Nolan could sit, speak, drink, and exist beneath the name he had supplied.

Audrey stayed near without attaching herself to him.

Sometimes beside him.

Sometimes across the room.

Once, Nolan looked up and found her speaking with Daniel’s wife while still watching him from the corner of her eye.

He did not resent it.

Near the end of the evening, he stood beside the garment rack while Audrey approached with two glasses of water.

“Champagne has betrayed us,” she said.

“It was never good.”

“Elise agrees.”

“You spoke to Elise.”

“She informed me the boutique selects wine better than sparkling.”

Nolan accepted the water.

The room had begun to empty.

The guest near the portrait had left first. Daniel and his wife were collecting their coats. Vivian moved quietly between the chairs, removing empty glasses.

Audrey looked at the dress.

Not the room.

The dress.

“What happens to it after tonight?” she asked.

Nolan’s hand moved to the sash.

“What do you mean?”

“It will need cleaning.”

“That is practical.”

“Yes.”

“What are you really asking?”

Audrey looked toward the black garment bag near the chair.

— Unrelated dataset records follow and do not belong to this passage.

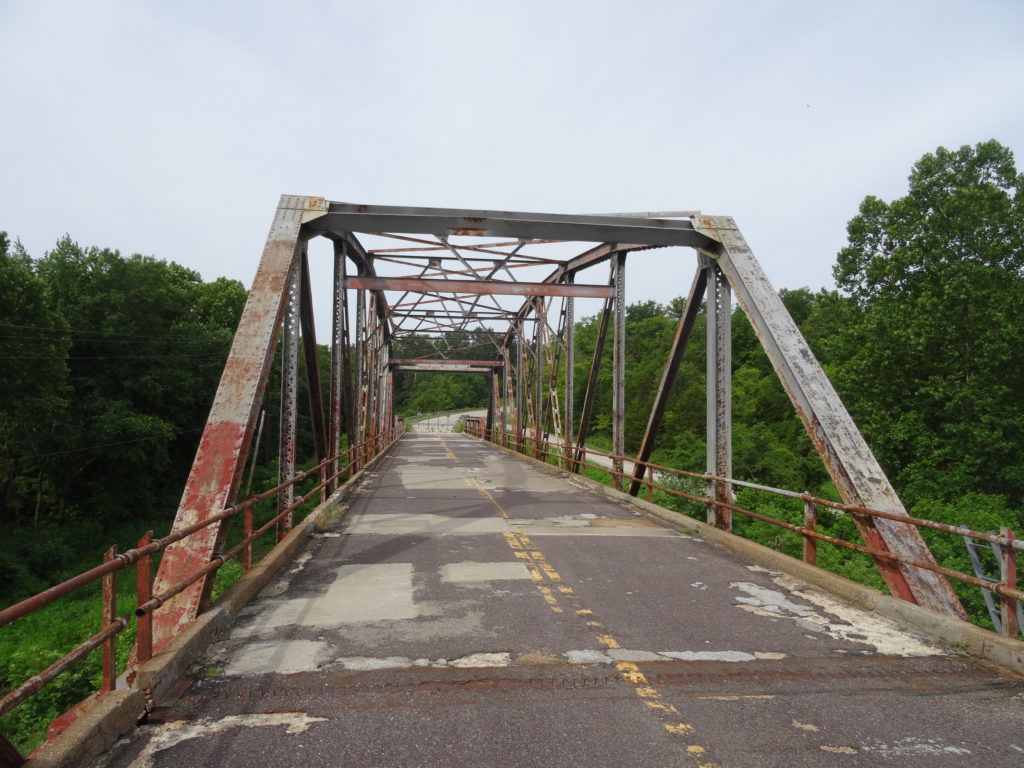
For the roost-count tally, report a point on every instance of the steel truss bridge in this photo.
(509, 281)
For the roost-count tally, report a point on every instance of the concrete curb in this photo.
(118, 713)
(961, 635)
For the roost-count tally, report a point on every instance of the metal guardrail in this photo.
(1006, 542)
(353, 458)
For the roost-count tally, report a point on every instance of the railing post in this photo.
(247, 530)
(143, 578)
(811, 523)
(108, 612)
(1008, 567)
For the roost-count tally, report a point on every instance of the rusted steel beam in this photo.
(444, 361)
(219, 462)
(567, 424)
(847, 457)
(289, 424)
(337, 413)
(108, 613)
(619, 373)
(482, 287)
(320, 425)
(540, 341)
(1008, 570)
(590, 257)
(591, 392)
(442, 222)
(719, 393)
(683, 332)
(440, 370)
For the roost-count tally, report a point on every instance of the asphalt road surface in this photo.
(473, 609)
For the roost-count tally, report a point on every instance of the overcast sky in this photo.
(172, 128)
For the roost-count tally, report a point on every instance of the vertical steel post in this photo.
(811, 523)
(1008, 569)
(143, 593)
(539, 342)
(289, 399)
(338, 381)
(317, 420)
(492, 406)
(520, 387)
(360, 364)
(855, 471)
(505, 395)
(619, 373)
(590, 393)
(349, 386)
(108, 612)
(569, 377)
(683, 331)
(719, 393)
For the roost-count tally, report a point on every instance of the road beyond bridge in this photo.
(472, 609)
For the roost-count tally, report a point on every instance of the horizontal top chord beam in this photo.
(482, 287)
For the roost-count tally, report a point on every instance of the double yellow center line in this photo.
(555, 592)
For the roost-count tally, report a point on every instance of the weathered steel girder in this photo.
(459, 283)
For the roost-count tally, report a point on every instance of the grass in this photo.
(31, 644)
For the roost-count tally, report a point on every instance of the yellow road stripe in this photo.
(541, 570)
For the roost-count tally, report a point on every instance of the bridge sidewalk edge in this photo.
(118, 713)
(962, 636)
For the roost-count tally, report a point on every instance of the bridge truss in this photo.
(510, 282)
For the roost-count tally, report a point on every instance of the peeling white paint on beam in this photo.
(167, 735)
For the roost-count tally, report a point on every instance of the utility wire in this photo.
(102, 445)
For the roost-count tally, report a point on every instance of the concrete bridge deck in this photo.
(472, 609)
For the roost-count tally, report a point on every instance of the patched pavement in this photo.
(472, 609)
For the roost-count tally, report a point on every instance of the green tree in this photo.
(33, 385)
(931, 344)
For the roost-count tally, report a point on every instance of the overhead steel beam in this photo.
(850, 462)
(495, 288)
(445, 222)
(223, 448)
(445, 361)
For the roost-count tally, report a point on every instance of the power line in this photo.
(102, 356)
(105, 444)
(98, 332)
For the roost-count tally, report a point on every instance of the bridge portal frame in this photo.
(359, 400)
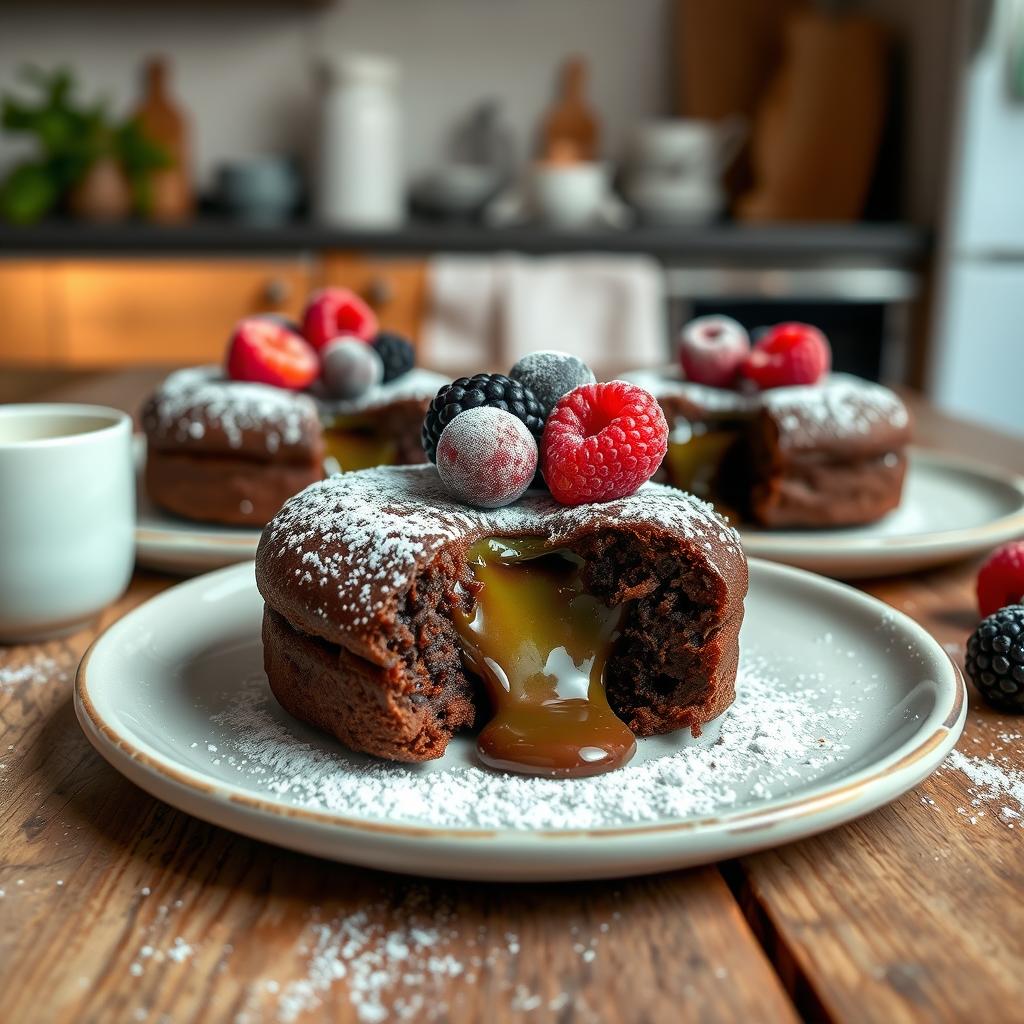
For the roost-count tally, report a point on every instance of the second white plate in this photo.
(951, 509)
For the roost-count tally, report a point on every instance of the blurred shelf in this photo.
(888, 245)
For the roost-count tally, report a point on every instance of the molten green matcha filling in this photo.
(540, 643)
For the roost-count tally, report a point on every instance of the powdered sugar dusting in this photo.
(995, 784)
(190, 400)
(40, 669)
(775, 732)
(360, 537)
(840, 407)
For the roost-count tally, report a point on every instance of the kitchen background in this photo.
(873, 187)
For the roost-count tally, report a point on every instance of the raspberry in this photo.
(787, 353)
(486, 457)
(712, 349)
(1000, 581)
(350, 368)
(550, 375)
(333, 311)
(602, 441)
(495, 390)
(995, 658)
(265, 351)
(396, 353)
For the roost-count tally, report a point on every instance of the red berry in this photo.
(601, 441)
(1000, 581)
(332, 311)
(712, 349)
(788, 353)
(266, 351)
(486, 457)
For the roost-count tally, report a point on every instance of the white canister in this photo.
(359, 173)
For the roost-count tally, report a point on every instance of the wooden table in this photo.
(116, 907)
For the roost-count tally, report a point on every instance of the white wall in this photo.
(244, 71)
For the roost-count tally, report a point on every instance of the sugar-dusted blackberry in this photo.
(495, 390)
(995, 658)
(396, 353)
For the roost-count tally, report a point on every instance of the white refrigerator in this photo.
(977, 358)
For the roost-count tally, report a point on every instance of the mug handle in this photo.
(732, 132)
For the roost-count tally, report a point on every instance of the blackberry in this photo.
(495, 390)
(995, 658)
(396, 353)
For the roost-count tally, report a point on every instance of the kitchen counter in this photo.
(892, 245)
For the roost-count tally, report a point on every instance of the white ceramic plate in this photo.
(165, 543)
(951, 509)
(843, 705)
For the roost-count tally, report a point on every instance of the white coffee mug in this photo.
(67, 516)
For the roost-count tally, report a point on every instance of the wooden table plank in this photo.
(119, 907)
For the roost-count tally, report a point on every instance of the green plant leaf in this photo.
(28, 194)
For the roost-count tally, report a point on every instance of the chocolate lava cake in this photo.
(381, 427)
(367, 574)
(225, 452)
(830, 454)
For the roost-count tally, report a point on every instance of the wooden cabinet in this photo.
(396, 289)
(28, 299)
(101, 312)
(138, 311)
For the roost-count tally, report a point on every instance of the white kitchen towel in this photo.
(460, 330)
(485, 312)
(609, 310)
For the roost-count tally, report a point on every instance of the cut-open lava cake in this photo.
(397, 615)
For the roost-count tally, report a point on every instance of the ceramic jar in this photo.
(359, 169)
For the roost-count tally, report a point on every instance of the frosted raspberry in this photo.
(1000, 581)
(788, 353)
(350, 368)
(712, 349)
(486, 457)
(265, 350)
(333, 311)
(602, 441)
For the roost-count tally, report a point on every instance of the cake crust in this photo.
(224, 452)
(832, 454)
(360, 572)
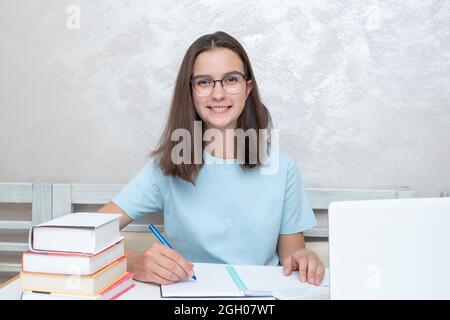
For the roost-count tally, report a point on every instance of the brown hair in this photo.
(183, 114)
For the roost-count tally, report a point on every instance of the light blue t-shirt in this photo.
(231, 215)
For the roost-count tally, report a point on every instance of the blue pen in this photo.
(163, 241)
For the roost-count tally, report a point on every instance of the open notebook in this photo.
(221, 280)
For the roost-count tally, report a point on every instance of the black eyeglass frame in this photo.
(245, 77)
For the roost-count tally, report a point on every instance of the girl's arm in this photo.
(294, 256)
(158, 264)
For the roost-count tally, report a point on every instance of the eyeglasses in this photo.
(232, 83)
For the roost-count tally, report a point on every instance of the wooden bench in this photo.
(50, 201)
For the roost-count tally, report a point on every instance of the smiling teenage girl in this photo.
(220, 209)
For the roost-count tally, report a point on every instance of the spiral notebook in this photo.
(221, 280)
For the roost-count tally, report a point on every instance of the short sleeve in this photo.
(143, 194)
(298, 215)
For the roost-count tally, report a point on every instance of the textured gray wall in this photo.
(360, 90)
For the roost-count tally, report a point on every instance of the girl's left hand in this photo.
(308, 264)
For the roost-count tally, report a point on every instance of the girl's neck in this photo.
(223, 147)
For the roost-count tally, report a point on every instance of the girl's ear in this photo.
(249, 88)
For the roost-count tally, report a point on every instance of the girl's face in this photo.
(220, 109)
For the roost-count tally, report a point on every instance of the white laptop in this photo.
(390, 249)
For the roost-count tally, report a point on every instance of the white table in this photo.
(142, 291)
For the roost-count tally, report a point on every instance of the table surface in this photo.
(142, 291)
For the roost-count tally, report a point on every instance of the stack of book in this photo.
(77, 256)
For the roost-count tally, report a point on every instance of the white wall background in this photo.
(360, 90)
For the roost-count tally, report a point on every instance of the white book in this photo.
(110, 293)
(74, 284)
(76, 232)
(220, 280)
(71, 263)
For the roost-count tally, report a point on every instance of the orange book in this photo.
(112, 292)
(71, 263)
(89, 285)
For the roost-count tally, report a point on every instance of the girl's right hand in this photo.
(162, 265)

“Whether it returns to my closet.”

Nolan understood.

The dress had begun there.

Behind Audrey’s winter coats.

An object she bought for a possibility.

He had worn it twice in her apartment and once into the world.

“It doesn’t belong to you,” he said.

Audrey’s expression remained calm.

“No.”

“It doesn’t belong to Vivian.”

“No.”

“It doesn’t belong to this place.”

“No.”

Nolan looked down at the wine-colored fabric.

“Me.”

Audrey’s eyes softened.

“Yes.”

The word warmed him.

Then he thought of his apartment.

The hidden section behind ordinary shirts.

The dress pressed into a space designed to conceal smaller, quieter clothes.

He could bring it home.

It was his.

He should.

Still, the idea of placing it alone in the back of his closet felt wrong.

Not because Audrey owned any part of it.

Because Nora had existed beside her.

“I don’t want to hide it alone,” he said.

Audrey waited.

Nolan forced himself to make the request complete.

“Can it stay at your apartment sometimes?”

Her expression changed.

Not triumph.

Relief, quickly controlled.

“In my closet?”

“Yes.”

“Where?”

Nolan pictured the arrangement.

The winter coats.

The black garment bag.

The accidental discovery.

“Not behind anything.”

Audrey nodded.

“Not because you decide when I wear it.”

“No.”

“Not because keeping it gives you access to Nora.”

“No.”

“And most of my things stay at my apartment.”

“Yes.”

Nolan studied her.

“You agree quickly.”

“I know exactly what I am agreeing to.”

“And what is that?”

Audrey looked toward the salon door they had entered together.

“That you are asking for space,” she said. “Not permission.”

The answer settled into him.

Nolan looked at the dress once more.

Then at Audrey.

“You decide where it hangs,” she said.